Après ces premiers pas, L’Art abstrait à vol d’oiseau entre dans le vif du sujet par le biais d’une première vague abstraite empreinte de radicalité. Comme l’affirme Anne Carre :  » L’abstraction connaît son apogée entre 1920 et 1926 à la faveur d’une synthèse entre futurisme et fauvisme.  » Les artisans de cette révolution formelle sont notamment Prosper de Troyer (1880 – 1961), Jan Kiemeneij (1889 – 1980) ou encore Felix De Boeck. Leurs débuts sont tellement audacieux, la subjectivité de la vision y est poussée tellement loin, que les intéressés ne tardent pas à faire marche arrière. On pense à De Boeck et à son Pigeon (1927), composition magnétique plaçant le volatile au centre d’un réseau de diagonales, qui revient sur ses pas en s’arrimant au port d’attache que représente la réalité. L’effet est renforcé par une palette subtile de gris qui joue parfaitement avec la lumière naturelle.

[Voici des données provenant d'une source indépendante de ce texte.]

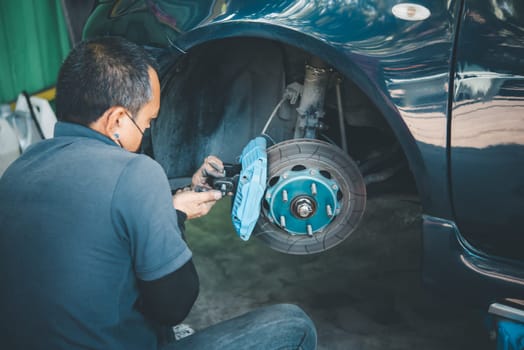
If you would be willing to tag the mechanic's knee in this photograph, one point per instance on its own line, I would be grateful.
(295, 320)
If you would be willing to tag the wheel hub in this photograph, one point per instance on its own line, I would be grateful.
(302, 202)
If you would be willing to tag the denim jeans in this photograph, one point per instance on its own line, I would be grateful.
(282, 326)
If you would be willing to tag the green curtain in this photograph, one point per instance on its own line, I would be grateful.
(33, 43)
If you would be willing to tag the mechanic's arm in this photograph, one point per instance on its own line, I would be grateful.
(169, 299)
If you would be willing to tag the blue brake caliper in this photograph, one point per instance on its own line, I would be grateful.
(250, 188)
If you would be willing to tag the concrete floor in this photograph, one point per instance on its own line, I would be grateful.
(364, 294)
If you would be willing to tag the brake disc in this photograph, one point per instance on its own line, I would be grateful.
(315, 197)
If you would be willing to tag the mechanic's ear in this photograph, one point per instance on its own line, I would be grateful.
(113, 120)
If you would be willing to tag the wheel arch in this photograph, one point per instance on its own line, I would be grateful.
(353, 66)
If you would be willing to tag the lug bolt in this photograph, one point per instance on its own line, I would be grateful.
(309, 230)
(282, 221)
(329, 211)
(304, 210)
(313, 189)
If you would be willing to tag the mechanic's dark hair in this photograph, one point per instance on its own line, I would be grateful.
(101, 73)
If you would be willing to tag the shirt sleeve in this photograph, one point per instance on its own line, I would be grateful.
(144, 217)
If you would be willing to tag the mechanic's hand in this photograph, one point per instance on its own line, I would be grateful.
(212, 167)
(195, 204)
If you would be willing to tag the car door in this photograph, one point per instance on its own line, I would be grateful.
(487, 128)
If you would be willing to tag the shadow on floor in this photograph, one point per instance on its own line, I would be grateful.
(365, 293)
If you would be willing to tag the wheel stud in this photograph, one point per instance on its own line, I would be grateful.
(313, 189)
(282, 221)
(329, 211)
(309, 230)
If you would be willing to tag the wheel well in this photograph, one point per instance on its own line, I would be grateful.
(220, 94)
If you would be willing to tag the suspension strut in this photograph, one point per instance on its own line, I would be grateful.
(311, 107)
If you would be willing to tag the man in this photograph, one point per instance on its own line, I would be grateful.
(92, 254)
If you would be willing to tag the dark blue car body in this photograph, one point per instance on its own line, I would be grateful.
(449, 87)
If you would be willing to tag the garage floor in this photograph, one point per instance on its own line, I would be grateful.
(363, 294)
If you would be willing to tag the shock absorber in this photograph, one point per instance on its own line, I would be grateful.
(311, 107)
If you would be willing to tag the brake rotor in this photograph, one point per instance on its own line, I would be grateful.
(315, 197)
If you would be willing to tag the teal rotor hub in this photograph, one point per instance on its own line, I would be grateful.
(302, 202)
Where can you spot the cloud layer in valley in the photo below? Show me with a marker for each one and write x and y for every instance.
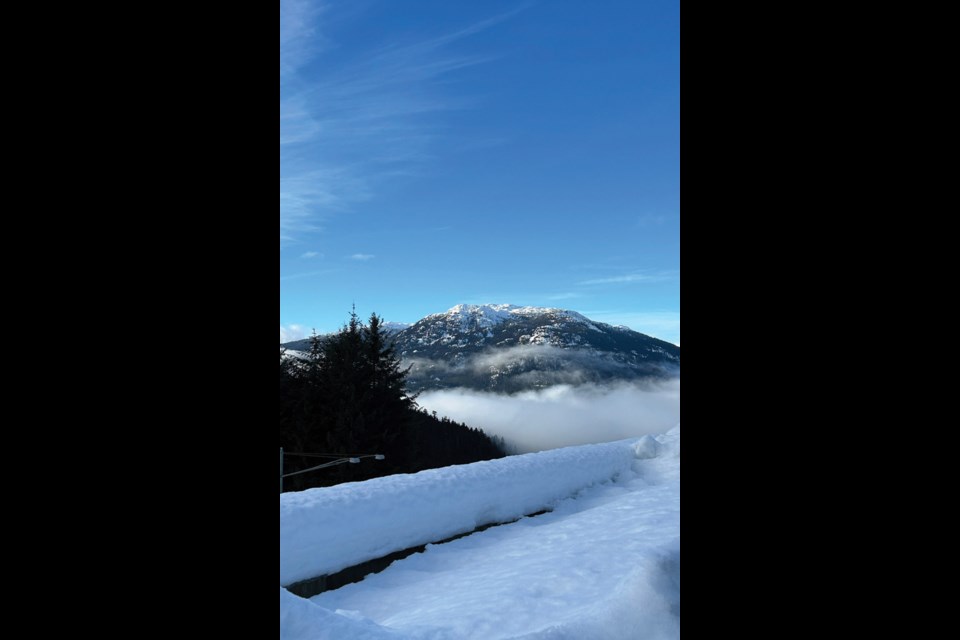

Par la suite, la gamme de l’abstraction nationale va emprunter deux voies distinctes qu’à la suite de l’historien de l’art Serge Goyens de Heusch, on qualifiera respectivement d' » apollinienne « , comprendre ordonnée et mesurée, et de  » dionysiaque « , c’est-à-dire teintée de chaos. D’un côté, une abstraction  » géométrique « , marquée par l’aplat chromatique, ainsi que des influences du Bauhaus et de Mondrian, qui culmine chez un éclaireur comme Jo Delahaut (1911 – 1992) ou dans les paysages organisés de Gaston Bertrand (1910 – 1994) ; de l’autre, un mouvement qualifié de  » lyrique  » marqué par les recherches d’un Kandinsky, une gestuelle libérée et des fulgurances de couleurs comme on les trouve chez Maurice Wyckaert (1923 – 1996). Il reste que ces grandes orientations ne suffisent pas à restituer les mille et une variantes que compose le panorama abstrait belge. Bien sûr, il est possible de parler de  » lyrisme  » à propos d’un Antoine Mortier (1908 – 1999) mais l’aspect expressionniste de cette imposante composition rappelle tout aussi bien l’oeuvre, pourtant figurative, d’un Constant Permeke (1886 – 1952).

Il faut également mentionner le matiérisme d’un Walter Leblanc (1932 – 1986) dont Torsions (1964) transcende les habituelles techniques picturales pour leur préférer d’autres usages – collage d’objets, utilisation de fils de coton, support gratté -, voire le minimalisme contemplatif d’un Dan Van Severen (1927 – 2009). Sans oublier, le goût du monochrome que l’on trouve chez Jef Verheyen (1932 – 1984) ou les séries de panneaux colorés, odes chroma- tiques vibrantes, chez Marthe Wéry (1930 – 2005). Enfin, une dernière salle raconte les avatars contemporains du genre à travers des oeuvres de Marie-Jo Lafontaine (1950) ou Edith Dekyndt (1960). Preuve que plus de cent ans n’ont pas suffi aux plasticiens pour épuiser les potentialités de l’abstraction. Le voyage continue bel et bien.

L’Art abstrait à vol d’oiseau, au FeliXart Museum, à Drogenbos, jusqu’au 14 janvier 2021.